A customer asked for assistance with the WaitForMultipleObjects function:

I am getting ERROR_INVALID_PARAMETER when calling Wait­For­Multiple­Objects even though all the parameters are valid as far as I can tell. I've narrowed it down to this simple program.

int main()
{
 int i;
 HANDLE Handles[4];

 // Create the events
 for (i = 0; i < 4; i++) {
  Handles[i] = CreateEvent(NULL, FALSE, FALSE, TEXT("Test"));
  if (Handles[i] == NULL) {
   printf("Failed to create event - test failed\n"); return 0;
  }
 }

 // Set them all to signaled
 for (i = 0; i < 4; i++) SetEvent(Handles[i]);

 // Wait for all of them - we expect this to return WAIT_OBJECT_0
 printf("WaitForMultipleObjects returned %d\n",
        WaitForMultipleObjects(4, Handles, TRUE, INFINITE));

 return 0;
}

First of all, thank you for narrowing the issue down to a minimal program that illustrates the problem. You'd be surprised how often a customer says, "I'm having problem with function X. Here's a program that illustrates the problem." And then attaches a huge project that doesn't compile because it is written in some development environment different from the one you have on your machine.

The problem here is that you are passing four handles to the same event to Wait­For­Multiple­Objects with the bWait­All parameter set to TRUE. The Wait­For­Multiple­Objects function rejects duplicates if you ask it to wait for all of the objects. Why is that?

Well, consider this program: It creates a named auto-reset event (as is "obvious" from the FALSE second parameter passed to Create­Event) and stores a handle to it in Handles[0]. The second through fourth calls to Create­Event merely create new handles to the same auto-reset event because the name matches an existing event. The second loop sets that same event four times. And then the Wait­For­Multiple­Objects asks to wait for all of the handles to be signaled. But since all four handles refer to the same object, it's being asked to wait until the event has reached the state where the wait can complete four times simultaneously. (Huh?)

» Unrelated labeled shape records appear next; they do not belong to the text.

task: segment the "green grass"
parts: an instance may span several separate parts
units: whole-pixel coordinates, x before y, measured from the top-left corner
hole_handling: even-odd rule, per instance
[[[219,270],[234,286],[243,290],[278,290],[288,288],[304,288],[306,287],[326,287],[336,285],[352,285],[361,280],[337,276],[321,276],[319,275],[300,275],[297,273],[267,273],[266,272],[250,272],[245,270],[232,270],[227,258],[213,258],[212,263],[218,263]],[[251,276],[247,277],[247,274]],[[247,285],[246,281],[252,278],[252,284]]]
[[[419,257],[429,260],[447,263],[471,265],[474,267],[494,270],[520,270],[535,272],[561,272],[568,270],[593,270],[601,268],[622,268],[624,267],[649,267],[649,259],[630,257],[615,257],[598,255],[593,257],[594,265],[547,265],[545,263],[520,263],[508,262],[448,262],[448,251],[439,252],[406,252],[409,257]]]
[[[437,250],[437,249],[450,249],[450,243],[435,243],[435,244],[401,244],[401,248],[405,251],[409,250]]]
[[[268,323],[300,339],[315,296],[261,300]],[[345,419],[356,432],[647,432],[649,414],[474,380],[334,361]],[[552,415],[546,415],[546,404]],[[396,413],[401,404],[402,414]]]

Recall that Wait­For­Multiple­Objects does not alter the state of any of the waited objects until the wait completes. If you ask it to wait for both an event and a semaphore, and the event is signaled but the semaphore is not, then the function will leave the event signaled while it waits for the semaphore. Only when all the items being waited for are signaled will the Wait­For­Multiple­Objects function perform whatever actions are appropriate for acquiring a signaled object and return.

Okay, so we asked it to wait on the same auto-reset event four times. But that's nonsense: An auto-reset event is just a stupid semaphore which can have at most one token. But in order for the wait to succeed, it needs four tokens. That's never going to happen, so the wait is nonsensical.

More generally speaking, Wait­For­Multiple­Objects returns ERROR_INVALID_PARAMETER if you pass bWaitAll = TRUE and there are any duplicates in the handle array (either identical handles, or different handles to the same underlying object). It doesn't try to puzzle out the objects and say, "Well, let me see if this is a reasonable combination of objects to wait on more than once"; it just sees the duplicate and says "Forget this!"

Going back to the customer's original problem: We asked why they were creating four handles to the same object, and what they expected when waiting for an auto-reset event to have four available tokens (which it never will), and the customer admitted that it was just an error in their code. The original version of the code used a named event and waited on it with Wait­For­Single­Object, and when they modified the code to make it support multiple events, they forgot to give each event a different name.